Ora, todos estes números podem ser considerados de somenos importância (leia-se, mal menor) por ser possível os reenunciar em conexão com a vivência social, de modo menos formal – serão uma exigência civilizacional.
Dito isto, bem diferente é a utilização dos números das contas do Estado como arma política escravizante; e esta é a concepção, nos nossos dias, de só se cultivarem “factos políticos” que o mau uso da política utiliza como fertilizante para o crescimento de uma linguagem numérica, puramente técnica – apagam-se as pessoas, glorificam-se os números.
Repare-se que a ideia dos “esqueletos escondidos no armário” (números contabilísticos) ressurgiu com o não-caso no Instituto do Desporto; repare-se que o “desvio colossal” (número contabilístico) deriva da distância entre o ponto A e o ponto C, para se chegar ao ponto D; repare-se na utilização do slogan “simbólico” (viagens em classe turística, ar condicionado, taxação dos ricos) como desígnio político perverso de condicionamento mental, psicológico, do cidadão-comum; por menor que é o seu efeito prático dificilmente poderá ser discutido com seriedade.
Pois bem.

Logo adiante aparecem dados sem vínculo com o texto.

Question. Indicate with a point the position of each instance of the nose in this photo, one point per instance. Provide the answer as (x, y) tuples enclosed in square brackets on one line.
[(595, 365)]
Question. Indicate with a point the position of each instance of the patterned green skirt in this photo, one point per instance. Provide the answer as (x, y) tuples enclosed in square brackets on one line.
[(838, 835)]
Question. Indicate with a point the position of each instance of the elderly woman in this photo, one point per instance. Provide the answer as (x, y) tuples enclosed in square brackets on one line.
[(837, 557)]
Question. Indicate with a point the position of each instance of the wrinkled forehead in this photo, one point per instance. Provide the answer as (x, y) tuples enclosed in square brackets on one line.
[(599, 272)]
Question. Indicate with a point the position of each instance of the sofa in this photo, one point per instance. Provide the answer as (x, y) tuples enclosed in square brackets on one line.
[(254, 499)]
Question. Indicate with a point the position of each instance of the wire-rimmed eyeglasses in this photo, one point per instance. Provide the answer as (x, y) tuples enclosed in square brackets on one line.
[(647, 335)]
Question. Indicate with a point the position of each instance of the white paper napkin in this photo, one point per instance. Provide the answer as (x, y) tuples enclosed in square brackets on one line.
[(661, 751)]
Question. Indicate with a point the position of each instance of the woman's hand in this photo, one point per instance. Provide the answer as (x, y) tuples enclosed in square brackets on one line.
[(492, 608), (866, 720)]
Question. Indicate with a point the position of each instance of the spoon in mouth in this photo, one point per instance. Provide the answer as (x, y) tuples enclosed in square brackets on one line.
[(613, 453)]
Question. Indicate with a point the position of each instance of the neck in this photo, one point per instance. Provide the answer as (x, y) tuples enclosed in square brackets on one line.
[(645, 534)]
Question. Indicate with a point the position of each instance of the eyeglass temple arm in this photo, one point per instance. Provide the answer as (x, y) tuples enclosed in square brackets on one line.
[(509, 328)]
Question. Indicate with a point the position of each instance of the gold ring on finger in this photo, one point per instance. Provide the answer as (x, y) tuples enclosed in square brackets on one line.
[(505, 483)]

Tem-se pensado e agido como se o acordo com a Troika houvesse criado uma situação tendente ao unanimismo político de aceitação da “ditadura dos números contabilísticos”; não pretendo, claro fique, minimizar o problema, extremamente grave, de tratamento puramente técnico, de um trabalho penoso como o é a tarefa de execução do acordado com o FMI, BCE, EU; um memorando que se me afigura não só sem sentido político – no sentido mais nobre que o próprio termo político encerra – como destrói a capacidade criadora do ser humano e porque não ousa enfrentar as tarefas árduas e práticas que têm de enfrentar os que compreendem que cada indivíduo é um fim em si mesmo.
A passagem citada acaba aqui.